The Little Sister With Meat On The Mind You Can’t Take Anywhere
This little sister is starting young with the wild puns and references and we couldn’t be more proud of her. She’s truly looking at the world from a different viewpoint and we can’t wait for her to grow up and be-ef the best she can be.
This Concerned Sister Who Really Totally Cared
You know that thing called “empathy for other humans including your annoying siblings?” Isn’t that just such a drag? This sister definitely thinks so since she’s living next to the human equivalent of a Harley Davidson muffler.
She Swallowed Her Sister’s Diary Key Because IDK Why Not I Guess
Hahaha love sisters but also why are they like this because this is ridiculous. Why would you swallow the key to your sister’s diary? Like, is the point so she can never lock it back up, or so she can never unlock it again? Why did she have to get so extra with it?
The Traveller Who Counted Her Chips And Knows Something’s Up
Texting your sister is sometimes a complete and total journey into the mind of a madwoman. One minute she’s asking you your opinion on her dropping everything in her life and leaving and then she’s sussing out if you’re ruining her night by eating her chips. She’s basically a private investigator except completely insane.
You’re Not Sure If She’s A Wizard Or Not Especially Since She’s Started Watching The Shopping Channel
Okay, so growing up with an older sister means that you lived your life in constant fear of her potential to go full witchcraft on you. We’re talking voodoo dolls under the bed, black hats and gowns in the middle of July, and some kind of “young” potion from the Shopping Channel with a vaguely threatening aura.
Sisters Who Shop For Phones Together Get Kicked Out Of The Store Together
If you haven’t absolutely messed around in the Apple store with your sister I highly recommend you go do that now. Stop reading. Drop your phone. Yes, even if you’re on the toilet. Don’t even wash your hands. Family above all else.
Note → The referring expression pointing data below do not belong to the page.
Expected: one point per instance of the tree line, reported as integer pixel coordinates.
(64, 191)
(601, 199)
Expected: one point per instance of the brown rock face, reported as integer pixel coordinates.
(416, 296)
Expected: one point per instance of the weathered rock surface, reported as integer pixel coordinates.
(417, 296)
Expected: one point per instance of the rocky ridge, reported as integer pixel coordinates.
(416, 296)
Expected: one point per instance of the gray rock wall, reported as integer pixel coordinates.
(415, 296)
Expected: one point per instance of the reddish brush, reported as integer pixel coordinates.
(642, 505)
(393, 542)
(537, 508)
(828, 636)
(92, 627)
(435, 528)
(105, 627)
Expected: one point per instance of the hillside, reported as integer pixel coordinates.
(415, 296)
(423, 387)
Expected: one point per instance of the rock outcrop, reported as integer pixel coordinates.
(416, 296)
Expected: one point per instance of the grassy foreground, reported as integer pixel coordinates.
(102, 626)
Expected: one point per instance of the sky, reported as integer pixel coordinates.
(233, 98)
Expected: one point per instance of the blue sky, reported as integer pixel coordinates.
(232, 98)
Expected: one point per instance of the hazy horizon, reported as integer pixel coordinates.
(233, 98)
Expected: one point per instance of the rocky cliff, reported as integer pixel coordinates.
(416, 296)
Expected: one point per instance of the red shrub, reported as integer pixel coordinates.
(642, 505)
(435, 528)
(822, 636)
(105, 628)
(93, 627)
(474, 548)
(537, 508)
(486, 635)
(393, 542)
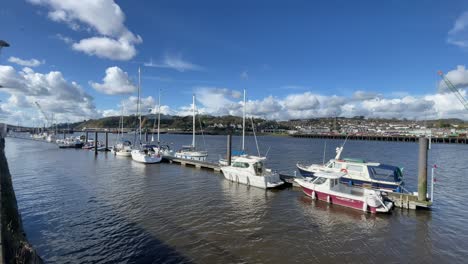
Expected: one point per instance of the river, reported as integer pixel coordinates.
(81, 208)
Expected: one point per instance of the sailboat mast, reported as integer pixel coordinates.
(193, 108)
(243, 125)
(159, 111)
(138, 103)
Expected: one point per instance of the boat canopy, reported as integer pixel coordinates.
(385, 172)
(329, 174)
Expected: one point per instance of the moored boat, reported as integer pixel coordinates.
(325, 186)
(250, 170)
(191, 152)
(358, 172)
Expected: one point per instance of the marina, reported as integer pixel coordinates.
(160, 206)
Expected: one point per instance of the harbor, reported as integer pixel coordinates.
(176, 208)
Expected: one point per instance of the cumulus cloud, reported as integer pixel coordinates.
(458, 77)
(458, 35)
(116, 81)
(175, 62)
(27, 63)
(52, 91)
(104, 17)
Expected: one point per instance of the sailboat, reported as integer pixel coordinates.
(123, 147)
(190, 152)
(162, 149)
(143, 154)
(248, 169)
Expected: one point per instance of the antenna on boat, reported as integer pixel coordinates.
(243, 125)
(324, 150)
(255, 136)
(159, 112)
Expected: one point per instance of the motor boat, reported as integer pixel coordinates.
(123, 148)
(359, 172)
(69, 143)
(326, 186)
(250, 170)
(146, 154)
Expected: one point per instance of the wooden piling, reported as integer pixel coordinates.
(95, 143)
(229, 145)
(422, 169)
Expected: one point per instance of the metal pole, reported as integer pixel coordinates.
(229, 149)
(422, 169)
(432, 184)
(107, 140)
(95, 142)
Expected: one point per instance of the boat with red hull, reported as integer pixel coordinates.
(326, 186)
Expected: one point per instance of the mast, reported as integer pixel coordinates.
(193, 109)
(159, 112)
(138, 103)
(243, 125)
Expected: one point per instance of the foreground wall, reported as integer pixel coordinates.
(14, 246)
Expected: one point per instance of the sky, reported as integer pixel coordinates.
(296, 59)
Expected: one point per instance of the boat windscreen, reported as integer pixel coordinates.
(384, 172)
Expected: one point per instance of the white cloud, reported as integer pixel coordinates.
(51, 90)
(105, 17)
(175, 62)
(108, 48)
(458, 77)
(116, 81)
(27, 63)
(458, 35)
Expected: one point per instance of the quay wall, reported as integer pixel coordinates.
(14, 245)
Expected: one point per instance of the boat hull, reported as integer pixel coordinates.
(388, 186)
(145, 158)
(264, 182)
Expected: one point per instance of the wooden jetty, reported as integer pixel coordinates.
(446, 140)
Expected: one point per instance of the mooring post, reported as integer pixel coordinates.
(422, 169)
(95, 143)
(107, 140)
(229, 149)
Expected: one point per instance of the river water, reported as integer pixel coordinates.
(81, 208)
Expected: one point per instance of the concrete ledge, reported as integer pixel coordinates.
(15, 248)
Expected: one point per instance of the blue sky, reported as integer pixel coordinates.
(298, 59)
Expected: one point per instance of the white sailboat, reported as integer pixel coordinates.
(143, 154)
(190, 152)
(122, 147)
(162, 149)
(250, 170)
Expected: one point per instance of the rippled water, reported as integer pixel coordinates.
(81, 208)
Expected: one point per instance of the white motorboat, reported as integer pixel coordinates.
(69, 143)
(145, 153)
(359, 172)
(191, 152)
(251, 171)
(326, 186)
(123, 148)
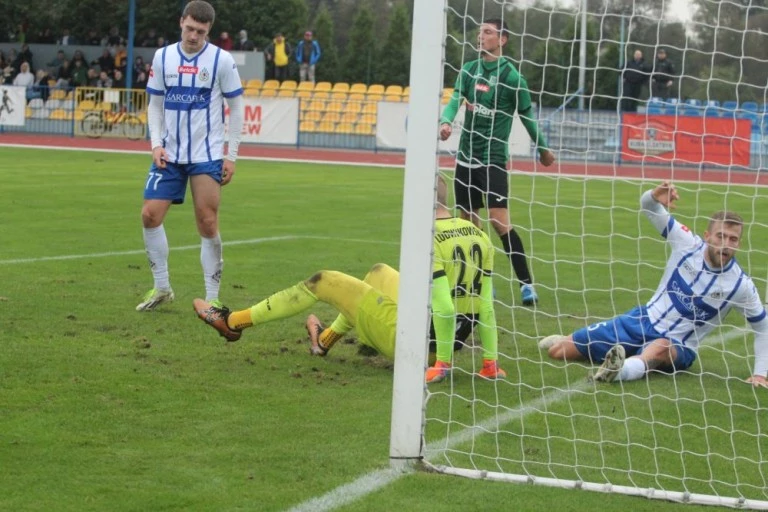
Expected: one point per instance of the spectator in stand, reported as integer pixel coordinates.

Why Is She All Cain And We’re Just All Abel All The Time?
I highly relate to this since my sister used to molly whop me into the couch every opportunity she got. Oh, you’re watching TV completely silent and minding your own business? Looks like you’re a fool who’s begging for a sweet RKO into the upholstery.
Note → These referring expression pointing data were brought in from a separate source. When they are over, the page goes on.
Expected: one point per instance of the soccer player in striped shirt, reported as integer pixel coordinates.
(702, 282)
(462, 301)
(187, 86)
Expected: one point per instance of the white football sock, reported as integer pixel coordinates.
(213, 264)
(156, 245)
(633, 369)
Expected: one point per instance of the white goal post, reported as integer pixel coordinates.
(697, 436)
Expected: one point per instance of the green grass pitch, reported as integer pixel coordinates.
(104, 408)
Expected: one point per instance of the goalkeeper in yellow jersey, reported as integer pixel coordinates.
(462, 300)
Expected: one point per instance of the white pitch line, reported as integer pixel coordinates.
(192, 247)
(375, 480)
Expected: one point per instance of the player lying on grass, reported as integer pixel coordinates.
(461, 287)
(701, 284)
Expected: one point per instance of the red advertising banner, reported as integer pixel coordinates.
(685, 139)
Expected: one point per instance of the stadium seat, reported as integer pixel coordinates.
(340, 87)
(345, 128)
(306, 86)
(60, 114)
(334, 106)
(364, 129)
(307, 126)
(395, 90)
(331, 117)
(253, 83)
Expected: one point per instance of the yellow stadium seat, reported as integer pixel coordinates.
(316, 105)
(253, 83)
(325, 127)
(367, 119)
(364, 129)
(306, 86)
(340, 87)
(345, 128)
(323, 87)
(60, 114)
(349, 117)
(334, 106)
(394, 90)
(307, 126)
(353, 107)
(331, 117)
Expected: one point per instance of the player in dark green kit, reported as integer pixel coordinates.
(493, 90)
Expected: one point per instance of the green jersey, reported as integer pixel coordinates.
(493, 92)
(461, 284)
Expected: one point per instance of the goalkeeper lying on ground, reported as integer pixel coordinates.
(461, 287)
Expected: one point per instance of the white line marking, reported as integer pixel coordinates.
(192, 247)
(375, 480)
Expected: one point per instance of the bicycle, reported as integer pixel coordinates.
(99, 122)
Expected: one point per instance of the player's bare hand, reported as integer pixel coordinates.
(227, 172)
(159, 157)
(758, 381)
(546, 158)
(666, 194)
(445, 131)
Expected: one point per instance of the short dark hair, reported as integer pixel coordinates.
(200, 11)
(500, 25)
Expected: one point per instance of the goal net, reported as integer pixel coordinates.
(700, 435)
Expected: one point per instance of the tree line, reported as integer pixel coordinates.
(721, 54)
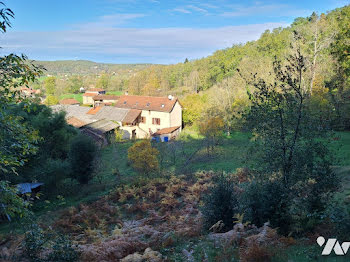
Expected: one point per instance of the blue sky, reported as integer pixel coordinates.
(144, 31)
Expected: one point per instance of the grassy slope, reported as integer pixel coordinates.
(229, 157)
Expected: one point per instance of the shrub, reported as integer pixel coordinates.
(38, 242)
(143, 157)
(34, 242)
(220, 204)
(55, 171)
(81, 156)
(63, 251)
(262, 202)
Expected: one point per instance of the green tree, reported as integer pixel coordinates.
(290, 148)
(51, 100)
(212, 130)
(82, 154)
(104, 81)
(17, 140)
(74, 84)
(50, 85)
(143, 157)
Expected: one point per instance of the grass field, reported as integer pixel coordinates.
(183, 156)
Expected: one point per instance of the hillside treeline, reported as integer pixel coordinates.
(213, 85)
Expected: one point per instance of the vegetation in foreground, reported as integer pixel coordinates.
(160, 209)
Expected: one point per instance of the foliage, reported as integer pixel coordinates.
(17, 140)
(118, 135)
(220, 204)
(50, 85)
(51, 100)
(143, 157)
(34, 242)
(194, 106)
(75, 82)
(212, 130)
(11, 204)
(290, 151)
(63, 251)
(81, 156)
(38, 240)
(49, 164)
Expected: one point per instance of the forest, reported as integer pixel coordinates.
(260, 171)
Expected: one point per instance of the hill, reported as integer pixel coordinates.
(84, 67)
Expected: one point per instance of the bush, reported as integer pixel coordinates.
(62, 250)
(81, 156)
(143, 157)
(55, 171)
(34, 242)
(263, 202)
(38, 241)
(220, 204)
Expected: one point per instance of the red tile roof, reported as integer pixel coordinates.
(94, 110)
(73, 121)
(105, 97)
(69, 101)
(161, 104)
(95, 90)
(132, 115)
(167, 130)
(89, 94)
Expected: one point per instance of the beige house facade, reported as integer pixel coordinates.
(88, 96)
(158, 118)
(157, 114)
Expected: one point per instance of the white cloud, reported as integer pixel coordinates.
(182, 10)
(107, 21)
(188, 9)
(130, 45)
(273, 10)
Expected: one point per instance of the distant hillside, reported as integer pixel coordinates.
(84, 67)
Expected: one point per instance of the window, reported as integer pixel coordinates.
(156, 121)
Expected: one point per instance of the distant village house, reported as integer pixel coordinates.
(158, 118)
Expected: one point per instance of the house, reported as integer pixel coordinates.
(158, 115)
(69, 101)
(90, 93)
(105, 99)
(159, 118)
(166, 134)
(101, 131)
(29, 92)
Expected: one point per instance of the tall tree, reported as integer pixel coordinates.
(17, 141)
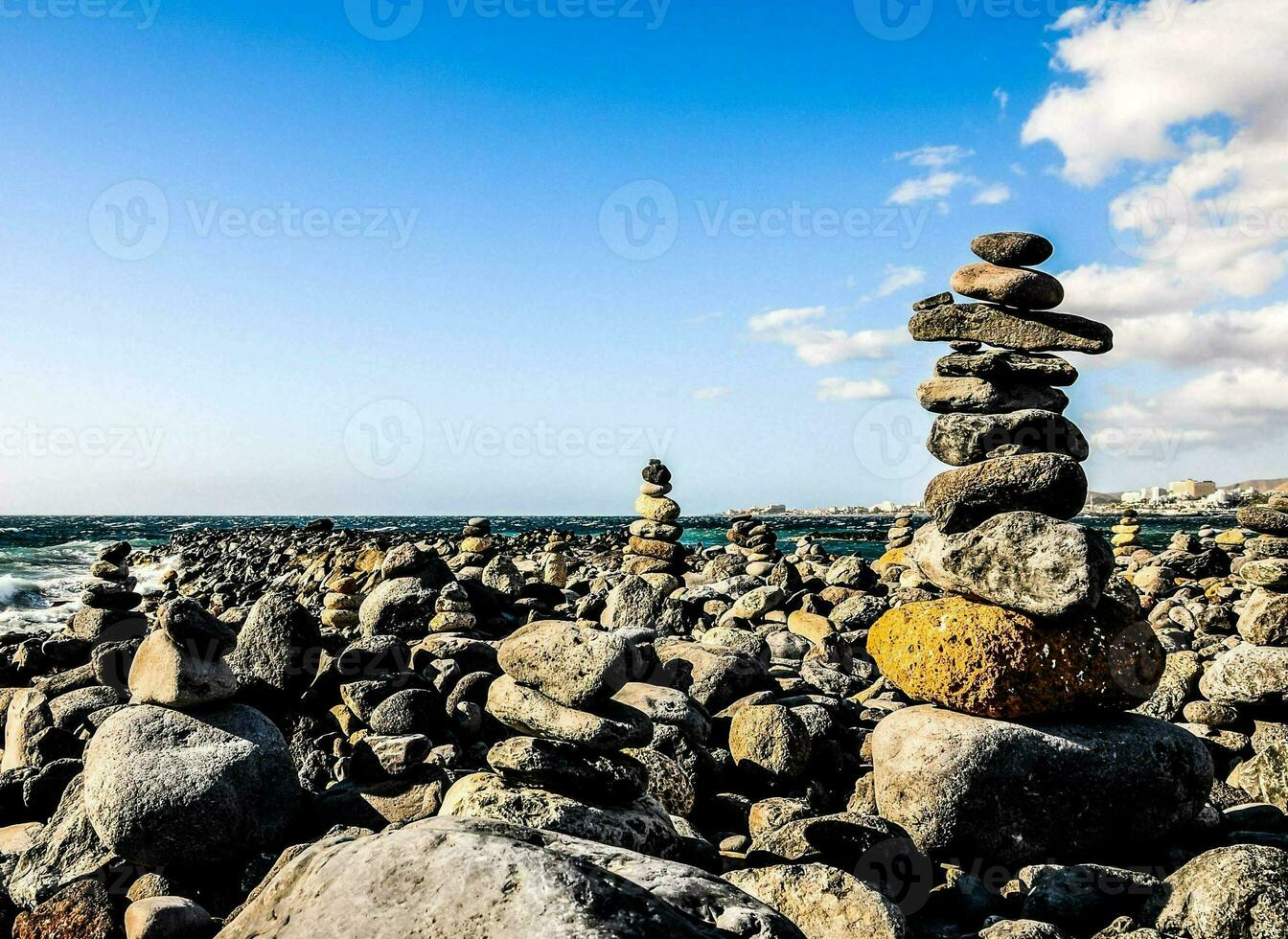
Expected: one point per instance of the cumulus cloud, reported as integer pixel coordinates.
(852, 389)
(778, 318)
(939, 182)
(899, 277)
(816, 345)
(992, 195)
(1185, 98)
“Hey Little Sis!” “Hey Big Bro!” Is Dialogue In Only One Type Of Movie
Yeah, so my sister didn’t refer to me by my real name for 15 years. It was always some denomination of one word that began with “gen” and I’ll just leave the rest up to your imagination. So next time you read a book and the characters call each other “bro” and “sis” you have to know that the author doesn’t have siblings.
Just Ghost Things Or Just Sister Things? Because We Can’t Tell
This girl’s milkshake request brought all the boy’s heart rates up because oh my God would this be a terrifying moment. A teen’s first car is bad enough because we all expect bad brakes or something, but that shing shouldn’t be being haunted by a demonic sister ghost.
He Was The Weird Sister After He Lost The Bet And She Gave Him The Bowl Cut
Either you die a hero or live long enough to see yourself become the villain. That’s exactly what happened to this brother whose sister artfully crafted him a haircut worthy of being burned with fire when he lost a bet. Maybe he’ll dye it blonde or something, but idk it’s probably a lost cause coconut-head.
Sometimes You’re Just Nothing Alike And It Shows
These two sisters knew they were nothing alike back in 2009 because of a few minor quirks… just a couple. They listened to different music, maybe walked home from school different ways, and had different opinions about the eventual rise of Cthulhu out of the ocean depths to enslave us all. You know, standard things.
Better Question, Why Not A Marley Themed Taxidermied Rat As A House Warming Present?
Alright, let me introduce you to the weirdest housewarming gift this sister got for her sibling. A taxidermied Rastafarian rat, which she specified was “ethically sourced.” Thank God she clarified because we were definitely worried about that aspect of this nightmare.